One of the questions she asked herself was "how this virus could have reached humans, as it is clearly a bat virus," Wassenaar said. The question led her and co-author Zou Ying, a Wuhan-based colleague, to write a research paper in February that argued that people more often come into close contact with live bats not for food, but for traditional Chinese medicine.
"The key to this question is money," she told VOA, because the market for Chinese medicinal products involving bat guano is much bigger than the market for its meat.

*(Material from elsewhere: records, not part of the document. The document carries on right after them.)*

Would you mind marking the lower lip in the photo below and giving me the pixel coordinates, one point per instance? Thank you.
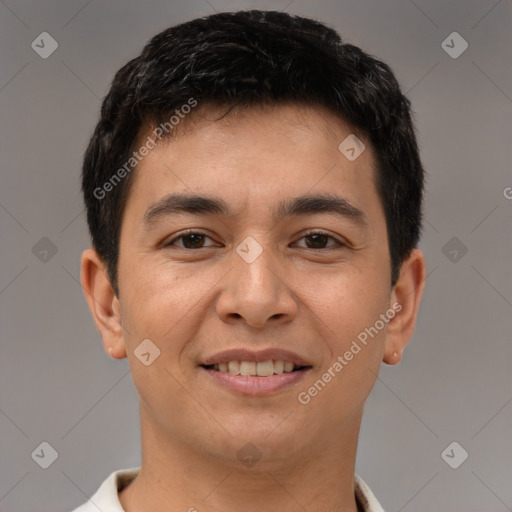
(257, 386)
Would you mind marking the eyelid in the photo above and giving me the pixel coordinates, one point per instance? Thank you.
(192, 231)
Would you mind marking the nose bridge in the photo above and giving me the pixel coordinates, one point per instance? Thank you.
(256, 290)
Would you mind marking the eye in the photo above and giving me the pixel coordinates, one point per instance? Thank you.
(191, 240)
(318, 239)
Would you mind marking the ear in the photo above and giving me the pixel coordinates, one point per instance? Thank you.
(103, 303)
(407, 292)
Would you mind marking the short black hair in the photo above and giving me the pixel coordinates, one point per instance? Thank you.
(253, 58)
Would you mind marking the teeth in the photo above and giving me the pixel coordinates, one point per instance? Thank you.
(261, 369)
(247, 368)
(265, 369)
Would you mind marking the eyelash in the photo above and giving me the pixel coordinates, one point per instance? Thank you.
(310, 233)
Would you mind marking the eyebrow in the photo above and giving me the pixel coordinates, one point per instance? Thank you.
(208, 205)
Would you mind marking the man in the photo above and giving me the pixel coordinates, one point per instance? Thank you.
(253, 192)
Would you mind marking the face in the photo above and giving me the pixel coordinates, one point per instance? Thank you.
(259, 277)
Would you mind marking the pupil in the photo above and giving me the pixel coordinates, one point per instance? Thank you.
(198, 238)
(320, 239)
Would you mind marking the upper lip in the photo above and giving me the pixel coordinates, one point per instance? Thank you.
(275, 354)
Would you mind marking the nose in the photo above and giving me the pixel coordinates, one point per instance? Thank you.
(257, 292)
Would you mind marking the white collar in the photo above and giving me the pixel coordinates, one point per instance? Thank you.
(106, 497)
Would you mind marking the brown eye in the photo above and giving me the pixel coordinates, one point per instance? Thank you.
(190, 240)
(318, 240)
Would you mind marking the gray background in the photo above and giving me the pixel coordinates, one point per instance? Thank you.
(57, 384)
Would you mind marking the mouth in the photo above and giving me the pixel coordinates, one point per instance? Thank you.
(256, 369)
(256, 373)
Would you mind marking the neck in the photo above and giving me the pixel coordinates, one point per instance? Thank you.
(177, 477)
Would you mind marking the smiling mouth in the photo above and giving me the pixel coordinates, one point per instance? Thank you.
(256, 369)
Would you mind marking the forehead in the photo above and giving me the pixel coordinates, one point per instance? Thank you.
(253, 156)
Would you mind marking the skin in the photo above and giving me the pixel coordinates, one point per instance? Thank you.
(296, 295)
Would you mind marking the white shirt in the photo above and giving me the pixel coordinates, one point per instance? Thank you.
(106, 498)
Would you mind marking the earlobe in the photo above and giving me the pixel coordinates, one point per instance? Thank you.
(103, 303)
(407, 292)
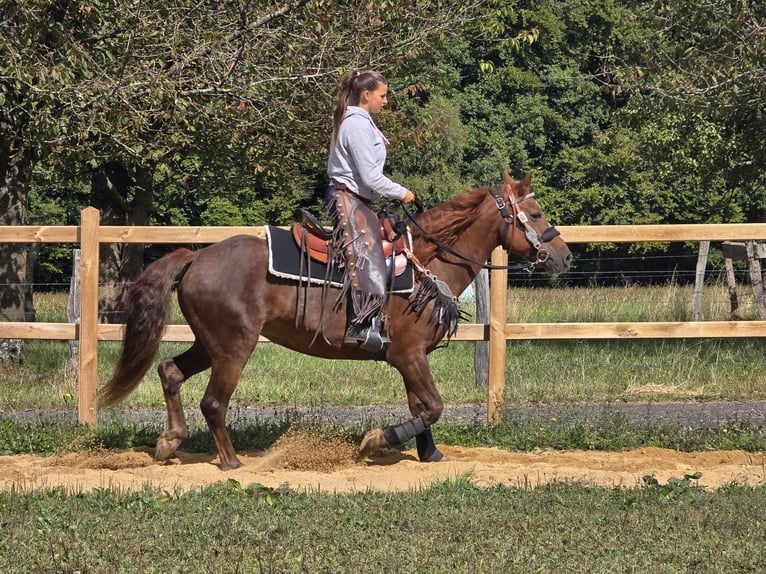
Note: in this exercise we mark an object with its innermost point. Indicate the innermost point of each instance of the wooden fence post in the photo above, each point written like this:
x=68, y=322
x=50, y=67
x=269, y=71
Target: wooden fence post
x=481, y=349
x=756, y=277
x=73, y=314
x=498, y=292
x=88, y=331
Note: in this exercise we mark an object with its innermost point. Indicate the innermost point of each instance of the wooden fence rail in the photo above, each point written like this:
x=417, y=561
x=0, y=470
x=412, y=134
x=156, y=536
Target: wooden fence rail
x=90, y=234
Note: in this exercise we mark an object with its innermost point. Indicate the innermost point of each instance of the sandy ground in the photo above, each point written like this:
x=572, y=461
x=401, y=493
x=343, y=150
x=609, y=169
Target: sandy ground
x=326, y=465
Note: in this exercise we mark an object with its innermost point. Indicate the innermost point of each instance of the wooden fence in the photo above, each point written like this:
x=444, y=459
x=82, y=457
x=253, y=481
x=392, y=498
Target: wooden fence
x=90, y=234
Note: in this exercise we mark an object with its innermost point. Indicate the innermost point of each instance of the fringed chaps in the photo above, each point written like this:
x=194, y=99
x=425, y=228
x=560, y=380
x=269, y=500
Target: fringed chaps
x=357, y=238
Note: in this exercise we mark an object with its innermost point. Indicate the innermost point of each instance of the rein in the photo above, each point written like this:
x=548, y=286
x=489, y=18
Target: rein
x=534, y=239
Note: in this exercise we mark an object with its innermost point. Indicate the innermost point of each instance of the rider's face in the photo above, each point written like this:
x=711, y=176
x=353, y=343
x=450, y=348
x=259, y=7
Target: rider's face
x=374, y=100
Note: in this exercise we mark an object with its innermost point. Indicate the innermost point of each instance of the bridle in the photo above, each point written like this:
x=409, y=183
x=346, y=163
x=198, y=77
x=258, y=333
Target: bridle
x=519, y=215
x=513, y=219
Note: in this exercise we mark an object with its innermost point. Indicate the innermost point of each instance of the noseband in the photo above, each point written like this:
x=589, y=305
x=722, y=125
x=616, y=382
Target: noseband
x=518, y=218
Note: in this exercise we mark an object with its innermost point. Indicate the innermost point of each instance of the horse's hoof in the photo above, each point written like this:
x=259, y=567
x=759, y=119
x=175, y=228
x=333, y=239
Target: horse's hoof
x=372, y=443
x=165, y=448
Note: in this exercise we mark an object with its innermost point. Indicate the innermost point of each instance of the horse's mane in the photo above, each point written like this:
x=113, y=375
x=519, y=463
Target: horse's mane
x=446, y=223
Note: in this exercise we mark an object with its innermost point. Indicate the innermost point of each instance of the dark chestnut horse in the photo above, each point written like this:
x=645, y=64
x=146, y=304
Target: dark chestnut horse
x=230, y=299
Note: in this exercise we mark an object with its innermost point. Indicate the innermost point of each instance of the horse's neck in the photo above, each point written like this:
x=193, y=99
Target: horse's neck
x=476, y=243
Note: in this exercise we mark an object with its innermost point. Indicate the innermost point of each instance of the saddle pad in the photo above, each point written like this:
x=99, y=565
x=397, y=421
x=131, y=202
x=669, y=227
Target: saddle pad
x=285, y=262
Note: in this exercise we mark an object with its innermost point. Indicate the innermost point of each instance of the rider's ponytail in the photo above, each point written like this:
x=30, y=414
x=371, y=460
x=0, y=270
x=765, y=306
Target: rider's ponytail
x=351, y=87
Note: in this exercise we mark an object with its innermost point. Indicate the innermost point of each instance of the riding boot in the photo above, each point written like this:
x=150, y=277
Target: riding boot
x=369, y=337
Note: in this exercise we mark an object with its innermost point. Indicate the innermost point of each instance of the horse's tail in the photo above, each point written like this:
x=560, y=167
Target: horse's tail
x=147, y=305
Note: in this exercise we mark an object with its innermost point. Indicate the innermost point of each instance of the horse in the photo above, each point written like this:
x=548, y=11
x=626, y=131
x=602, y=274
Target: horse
x=230, y=299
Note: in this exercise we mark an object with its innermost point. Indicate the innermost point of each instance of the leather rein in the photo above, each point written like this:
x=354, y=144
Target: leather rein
x=513, y=219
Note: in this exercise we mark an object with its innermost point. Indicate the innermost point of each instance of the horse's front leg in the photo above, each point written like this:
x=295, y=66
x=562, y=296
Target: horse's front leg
x=426, y=407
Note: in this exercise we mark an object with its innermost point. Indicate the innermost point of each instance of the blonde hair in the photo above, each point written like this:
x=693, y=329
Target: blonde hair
x=352, y=84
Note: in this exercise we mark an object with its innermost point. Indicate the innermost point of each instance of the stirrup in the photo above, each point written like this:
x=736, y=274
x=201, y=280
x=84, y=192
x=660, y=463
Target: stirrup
x=368, y=337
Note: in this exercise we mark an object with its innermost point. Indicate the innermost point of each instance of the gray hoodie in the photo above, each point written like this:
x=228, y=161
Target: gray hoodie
x=358, y=157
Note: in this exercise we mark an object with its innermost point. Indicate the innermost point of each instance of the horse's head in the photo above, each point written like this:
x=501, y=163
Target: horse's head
x=527, y=233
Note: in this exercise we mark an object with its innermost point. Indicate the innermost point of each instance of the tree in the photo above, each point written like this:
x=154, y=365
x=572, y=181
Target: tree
x=131, y=92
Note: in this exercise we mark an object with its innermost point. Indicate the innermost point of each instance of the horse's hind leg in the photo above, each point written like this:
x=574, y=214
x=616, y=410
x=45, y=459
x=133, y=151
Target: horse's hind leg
x=173, y=372
x=215, y=404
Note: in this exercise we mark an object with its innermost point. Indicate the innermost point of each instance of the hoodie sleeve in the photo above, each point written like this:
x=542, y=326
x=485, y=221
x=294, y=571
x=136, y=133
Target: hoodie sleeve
x=367, y=149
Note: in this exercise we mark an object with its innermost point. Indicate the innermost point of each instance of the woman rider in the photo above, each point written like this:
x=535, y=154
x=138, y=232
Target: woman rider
x=355, y=168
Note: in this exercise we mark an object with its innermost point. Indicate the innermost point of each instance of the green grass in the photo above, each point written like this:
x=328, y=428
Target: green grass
x=536, y=371
x=450, y=527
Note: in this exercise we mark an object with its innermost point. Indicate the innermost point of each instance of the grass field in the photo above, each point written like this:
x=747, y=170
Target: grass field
x=536, y=371
x=451, y=527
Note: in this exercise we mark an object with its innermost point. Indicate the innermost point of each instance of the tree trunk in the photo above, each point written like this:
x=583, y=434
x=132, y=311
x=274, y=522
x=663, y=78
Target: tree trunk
x=122, y=199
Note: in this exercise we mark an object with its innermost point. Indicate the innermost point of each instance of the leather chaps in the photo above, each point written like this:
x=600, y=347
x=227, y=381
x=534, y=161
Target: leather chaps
x=357, y=237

And that puts the workers who gather the raw materials at high risk.
"Bats are still captured to sell their body parts, which provides a possibility for their viruses to jump to humans, either directly or via an intermediate mammalian host," she said.
China downplays guano risks
There is no evidence that medicines made from bat guano can transmit the coronavirus. In 2005, when Chinese researchers were grappling with the SARS outbreak from another coronavirus, one of the country’s top respiratory experts, Zhong Nanshan, downplayed the risk from bat guano. He said because the guano is usually steamed, boiled or fried before going into the medicine, even if there is a virus present, it would be killed within a few minutes.
"Don't worry about taking Ye Ming Sha," Zhong said, according to a news report published in The Information Times, a paper published under the official Guangzhou Daily.
Other supporters of the sale of Ye Ming Sha also argued that it is first dried and unlikely to contain infectious virus by the time it reaches customers.
To some scientists, the end product is not the only, or even the main, risk.
They believe that as long as bat guano is being sold, people will continue to go into caves to collect it and risk becoming infected by another bat coronavirus.